Joseph Maraachli, accreditation, Joplin schools,
Wed September 28, 2011
Morning headlines: Wednesday, September 28, 2011
Family says Baby Joseph has died in Canada
A Canadian boy whose family's struggle to keep him alive despite overwhelming odds and spurred an international end-of-life debate has died.
Family spokesman and spiritual adviser Brother Paul O'Donnell says Joseph Maraachli, who became widely known as Baby Joseph, died Tuesday. He was 20 months old.
Joseph suffered from the progressive neurological disease Leigh Syndrome. Canadian doctors refused to perform a tracheotomy to extend his life earlier this year, calling it futile because the disease was terminal. An Ontario court decided doctors could remove the child's breathing tube.
His family sought help from American hospitals. Cardinal Glennon Children's Hospital in St. Louis agreed to treat Joseph, and he received the tracheotomy in March. He spent a month at Cardinal Glennon before returning home.
Joplin schools to be rebuilt by August 2014
Joplin school officials have set a tentative deadline of August 2014 to have five schools destroyed by a tornado rebuilt.
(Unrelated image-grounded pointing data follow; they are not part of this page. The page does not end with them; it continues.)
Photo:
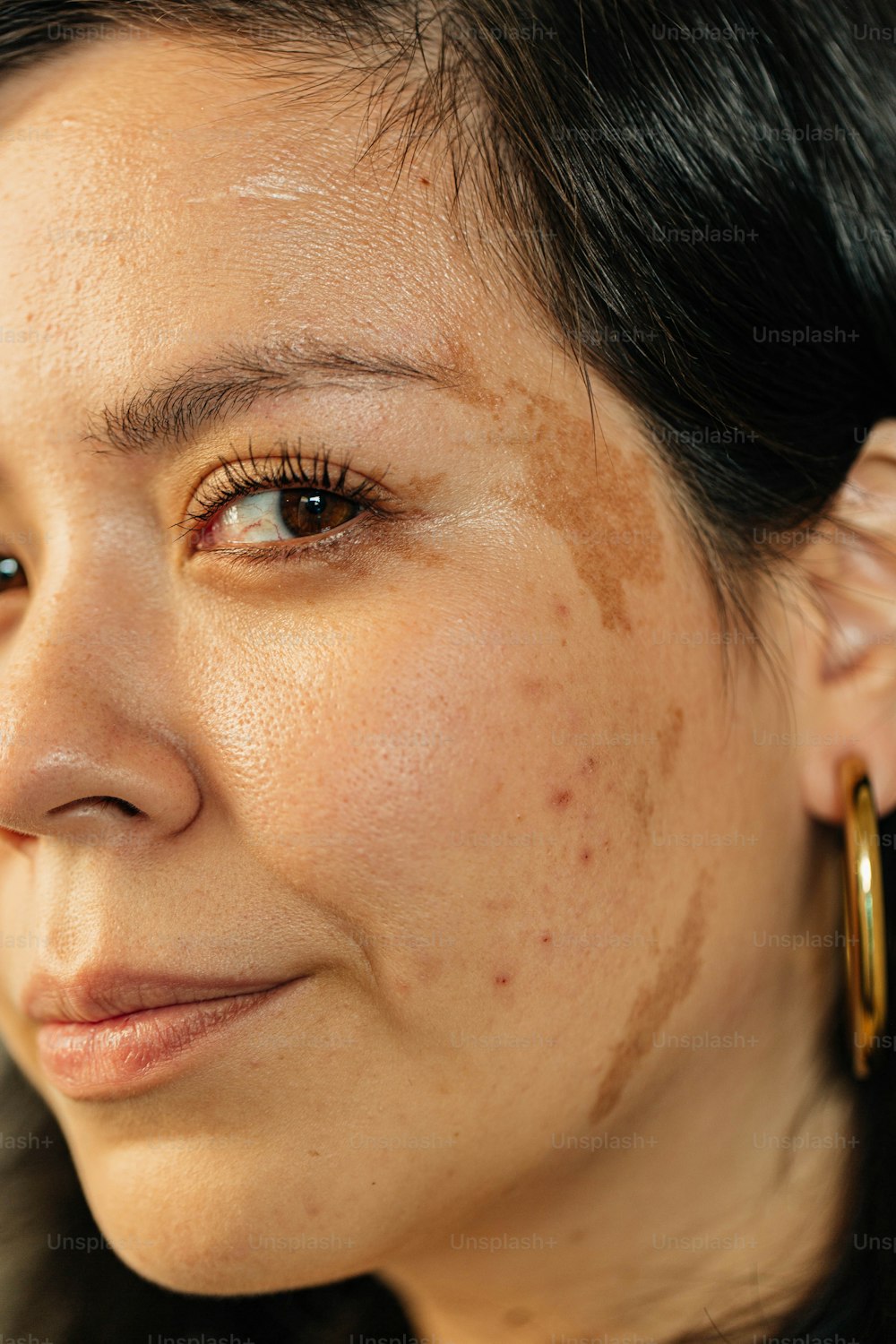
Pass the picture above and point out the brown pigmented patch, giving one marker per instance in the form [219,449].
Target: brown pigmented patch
[676,973]
[606,516]
[670,739]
The Joplin Board of Education approved the timeline Tuesday night.
The plan is for East Middle School and two elementary schools to be done by December 2013. Then, Joplin High School and Franklin Technology Center would be completed by 2014. The schools were destroyed by a May 22 tornado that devastated the southwest Missouri city.
Superintendent C.J. Huff says construction costs for the project will likely exceed $100 million. The Joplin Globe reports that insurance will pay only the rebuilding costs for what the district already had, not for any improvements or changes. The board plans to open demolition bids Friday and have demolition begin in October.
Mo. lawmakers to take up school accreditation issues
School districts in Missouri's two largest cities - Kansas City and St. Louis - now are unaccredited. The state's Board of Education revoked the accreditation of the Kansas City School District last week, which gives officials two years to improve or risk state intervention. St. Louis schools lost their accreditation in 2007, and a special three-member transitional board has been given responsibility over the district.
The Missouri Legislature's Joint Interim Committee on School Accreditation planned to meet Wednesday afternoon in the state Capitol building. The committee has six state senators and six House members.